Modules:UnbiasedNonLocalMeans-Documentation-3.4
Return to Slicer 3.4 Documentation
Module Name
UnbiasedNonLocalMeans
General Information
Module Type & Category
Type: Interactive
Category: CLI/DiffusionApplications
Authors, Collaborators & Contact
- Author: Antonio Tristán Vega , Santiago Aja Fernández
- Contact: atriveg@bwh.harvard.edu
Module Description
Filters a set of diffusion weighted images using Unbiased Non Local Means for Rician noise. It exploits not only the spatial redundancy, but the redundancy in similar gradient directions as well; it takes into account the N closest gradient directions to the direction being processed (a maximum of 5 gradient directions is allowed to keep a reasonable computational load, since we do not use neither similarity maps nor block-wise implementation). The noise parameter is automatically estimated. A complete description of the algorithm may be found in "DWI filtering using joint information for DTI and HARDI", by Antonio Tristan Vega and Santiago Aja-Fernandez (under review).
Usage
Examples, Use Cases & Tutorials
Quick Tour of Features and Use
It is very easy to use it. Just select a DWI, set the parameters (if you really need it), and you're ready to go.
- Input DWI Volume: set the DWI volume
- Output DWI Volume: the filtered DWI volume
- Estimation radius: This is the 3D radius of the neighborhood used for noise estimation. Noise power is estimated as the mode of the histogram of local variances
- Search radius: This filter works by computing the weighted average of pixels in a large neighborhood. The search radius is the 3D radius of that neighborhood.
- Comparison radius: The weights of the average are computed as the negative exponential of the (normalized) distance between two neighborhoods which have a 3D radius of this size.
- h: The normalization constant for the distance between neighborhoods. This parameter is related to the noise power, and should be in the range 0.8->1.2. Higher values produce more blurring (and more noise reduction), while lower values better preserve edges.

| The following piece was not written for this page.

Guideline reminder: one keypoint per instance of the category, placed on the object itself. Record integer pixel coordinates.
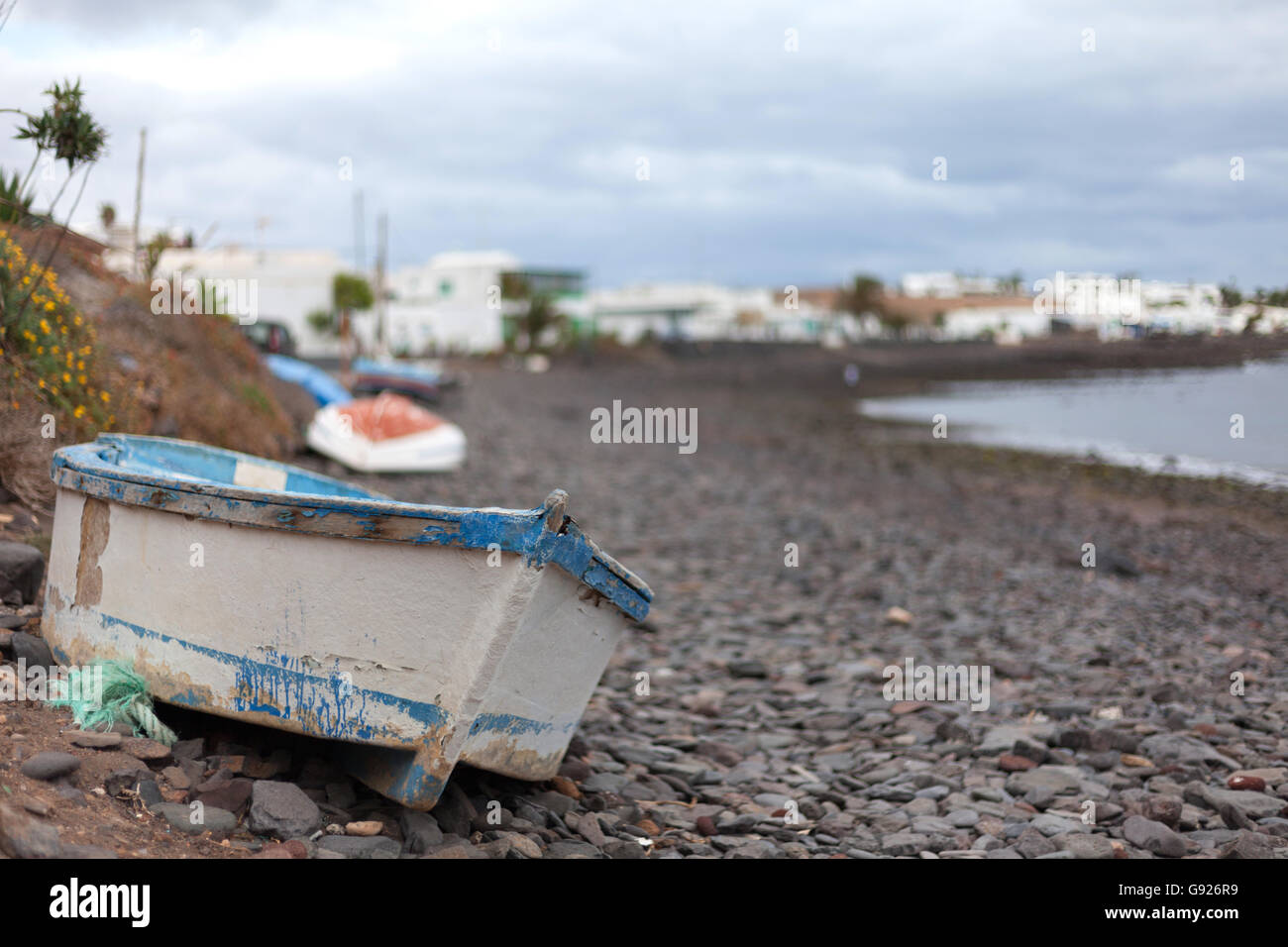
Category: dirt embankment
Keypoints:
(180, 375)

- Number of neighborhood gradients: This filter works gathering joint information from the N closest gradient directions to the one under study. This parameter is N. It is strongly recommended to keep this parameter less than 5 to keep a reasonable computational load. Even so, this filter is extremely slow.
Development
Dependencies
Volumes. Needed to load DWI volumes
Known bugs
Usability issues
This filter is painfully slow. May take hours.
Source code & documentation
More Information
Acknowledgment
Antonio Tristan Vega, Santiago Aja Fernandez. University of Valladolid (SPAIN). Partially founded by grant number TEC2007-67073/TCM from the Comision Interministerial de Ciencia y Tecnologia (Spain).